I’m sorry; let me rephrase that: Sometimes I am ashamed to be associated with Christians. These negative feelings often surface on my morning drive to work or school or driving somewhere in the afternoon, when I am listening to Christian radio.
Don’t get me wrong; I love the music. But with the music, I must endure pleas from the “moral majority” to call my state representative about the abortion issue, sign a petition regarding the marriage debate, and most of all, make sure God’s leader stays in the White House in November.
I am appalled when I hear such things.
Dr. Tony Campolo, an evangelical minister, sociologist and speaker, wrote a book recently called “Speaking My Mind,” in which he claims that evangelical Christianity has been “hijacked” with respect to politics.
“When did [evangelicalism] become anti-feminist? When did evangelical Christianity become anti-gay? When did it become supportive of capital punishment? Pro-war?
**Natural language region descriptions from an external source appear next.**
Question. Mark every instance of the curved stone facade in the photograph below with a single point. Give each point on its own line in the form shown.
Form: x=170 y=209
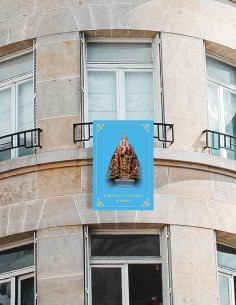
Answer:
x=50 y=193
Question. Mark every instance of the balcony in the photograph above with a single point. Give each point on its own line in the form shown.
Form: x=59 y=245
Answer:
x=164 y=133
x=23 y=140
x=224 y=143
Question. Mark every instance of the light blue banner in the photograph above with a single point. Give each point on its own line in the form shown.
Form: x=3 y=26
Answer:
x=123 y=165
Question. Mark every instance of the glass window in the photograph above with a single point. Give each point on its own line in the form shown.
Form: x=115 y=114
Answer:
x=226 y=257
x=125 y=269
x=221 y=102
x=16 y=102
x=17 y=275
x=119 y=81
x=125 y=245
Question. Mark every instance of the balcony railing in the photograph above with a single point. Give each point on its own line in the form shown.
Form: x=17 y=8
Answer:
x=218 y=140
x=27 y=139
x=164 y=133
When did it become so negative towards other religious groups?” Campolo asked in a recent interview with beliefnet.com.
Campolo has a response to the latest statistics he had seen reported that 83 percent of evangelicals are going to vote for George W. Bush in November.
“There’s nothing wrong with that,” he said. “It’s just that Christians need to be considering other issues beside abortion and homosexuality.”
Campolo isn’t right on every issue, but he’s got it mostly right.
The other day, I heard Mr. Focus on the Family, Dr. James Dobson, informing listeners that before the year is out, America will decide whether it will go with God or whether it will go in another direction. Following this statement, Dobson put down the hammer, informing listeners that God expects them to vote come November.
Now, Dobson and others aren’t telling Christians whom to vote for, but they toe that line meticulously. And of course, we all know whom Dobson, Robertson, Falwell and others want to see in the White House in January.
Their tactics are underhanded and deceptive, however, mixing religion and politics into a thick soup of guilt, responsibility and legalism. The guilt comes when Christian voters feel they cannot pick the other guy with a clean conscience. They are being led to believe it is their responsibility to vote for the right guy in November, and even being told that they’re sinning if they don’t show up at the polls. Finally, Christian voters are being told they cannot simply sit out and watch while the gays and baby-killers take the rest of America to hell with them.
Many evangelical ministers in America have even replaced Gospel preaching with campaign ads for George W. Bush. They won’t let you know it, though. They’ll lay out all the issues on a neat, black-and-white Venn diagram, sprinkle it with carefully selected scripture, throw in the “vote or you’re a bad person” line, and let it simmer. The president himself even told ministers and church leaders at this year’s Southern Baptist Association Meeting (at which he’s spoken the last two years) to tell their parishioners to vote for him in November.
I don’t mind having a Christian president. I appreciate the fact that he prays, attends church, and loves his family. What I hate is when polarizing forces like Dobson make one’s politics a spiritual issue.
The Republican platform on values issues is not what I’m criticizing. It’s the underhanded tactics used by trusted clergy to get their guy elected. The other guy is a legitimate choice for president this November. The only wrong vote this coming election would be the one that isn’t from the heart.
I almost spoke out to Dobson himself after hearing his radio charge for Christians to show up in force at the polls in this election. I considered calling the show and saying, “Thank you, Dr. Dobson, for convincing me of my responsibility to vote this election. It is an important election year, and I will with great pride cast my vote for John F. Kerry.”
But I thought, “Naw, I’ll just let my vote do the talking.”